Gaya is leading deep reforms at APPO (renamed from the previous African Petroleum Producers’ Association as part of this agenda). These include aligning APPO’s mission and goals with the energy programs of several international organizations, including the World Petroleum Council, the World Energy Council, the African Union, the United Nations and the African Development Bank, and positioning APPO as a strong African voice at these and other international forums.
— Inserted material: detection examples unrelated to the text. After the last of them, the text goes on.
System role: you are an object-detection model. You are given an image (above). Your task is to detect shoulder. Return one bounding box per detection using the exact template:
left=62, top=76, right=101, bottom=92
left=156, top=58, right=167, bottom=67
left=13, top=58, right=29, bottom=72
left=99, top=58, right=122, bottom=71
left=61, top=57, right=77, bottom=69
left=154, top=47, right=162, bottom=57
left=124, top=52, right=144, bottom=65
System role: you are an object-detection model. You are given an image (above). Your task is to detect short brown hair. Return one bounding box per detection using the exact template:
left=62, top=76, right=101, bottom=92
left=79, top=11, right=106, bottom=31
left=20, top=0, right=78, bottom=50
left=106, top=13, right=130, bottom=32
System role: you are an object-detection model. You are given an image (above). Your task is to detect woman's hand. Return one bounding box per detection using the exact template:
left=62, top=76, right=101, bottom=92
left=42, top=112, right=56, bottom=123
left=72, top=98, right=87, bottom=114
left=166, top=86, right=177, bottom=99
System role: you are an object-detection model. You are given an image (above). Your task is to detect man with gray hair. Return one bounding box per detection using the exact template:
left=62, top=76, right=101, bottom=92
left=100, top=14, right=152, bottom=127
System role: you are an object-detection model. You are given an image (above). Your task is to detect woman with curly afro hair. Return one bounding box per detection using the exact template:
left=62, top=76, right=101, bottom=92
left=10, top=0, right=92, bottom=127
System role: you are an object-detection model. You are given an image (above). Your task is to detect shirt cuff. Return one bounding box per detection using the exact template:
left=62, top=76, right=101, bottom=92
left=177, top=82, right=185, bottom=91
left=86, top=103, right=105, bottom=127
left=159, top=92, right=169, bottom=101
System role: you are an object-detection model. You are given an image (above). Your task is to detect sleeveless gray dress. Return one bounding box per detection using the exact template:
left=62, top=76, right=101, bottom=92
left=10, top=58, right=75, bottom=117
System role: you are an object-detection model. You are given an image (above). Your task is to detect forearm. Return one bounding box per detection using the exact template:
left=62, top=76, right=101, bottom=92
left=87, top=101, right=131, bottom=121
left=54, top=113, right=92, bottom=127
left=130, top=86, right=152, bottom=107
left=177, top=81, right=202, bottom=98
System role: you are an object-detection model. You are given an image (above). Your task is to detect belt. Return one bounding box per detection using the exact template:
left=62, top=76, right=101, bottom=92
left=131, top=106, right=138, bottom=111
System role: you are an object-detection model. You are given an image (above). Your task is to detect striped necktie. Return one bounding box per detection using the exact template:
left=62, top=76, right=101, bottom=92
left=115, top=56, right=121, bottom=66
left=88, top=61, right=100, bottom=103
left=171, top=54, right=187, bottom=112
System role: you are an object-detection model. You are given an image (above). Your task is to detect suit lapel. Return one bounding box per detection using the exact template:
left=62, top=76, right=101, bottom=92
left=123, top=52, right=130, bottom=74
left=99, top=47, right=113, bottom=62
Gaya aims to encourage more synergy within Africa’s APPO’s 18 member countries (out of 20 oil producers on the continent) as well as the additional 30 African countries that are exploring for oil and gas reserves. “In the new APPO Statutes, it is stipulated that any African country with proven hydrocarbon reserves (not necessarily in the production phase) may be a full member of the organization. Our current concern is therefore to assist African countries in creating more synergies in their oil and gas industries. This is what will strengthen Africa’s influence in world markets and enable it to better meet its own energy needs. The hydrocarbons potential is there and, in the years to come, believe me, Africa will bring some big surprises in the oil and gas sector,” he said.
The reformed APPO has emerged in 2018 as an influential force alongside the Organization of the Petroleum Exporting Countries and the Gas Exporting Countries Forum in world energy policy, and has increased its cooperation with these organizations. This is vital to achieve African influence on the global stage, especially in the environment of global cooperation after the fall in oil prices, says the secretary general.
Critical to the APPO’s continued development will be the APPO Cape VII Exhibition and Conference held April 1-5 in Malabo, which will unite APPO members and additional African players in the continent’s oil and gas sector with the top investors in the global oil and gas sector, including international oil companies, independents and Africa’s many national oil companies. For the continent’s oil producers, the exhibition and conference represents an opportunity to cooperate on the prosperity and stability by gathering and jointly generate ideas.
“Emphasis in reform will be placed on close coordination and new synergy between member countries. This reform will focus on creating a united African front on the global energy stage – which will certainly increase the power of the African voice – and on increase intra-African cooperation on projects, trans-border infrastructure, joint refineries and other major infrastructure projects,” Gaya added.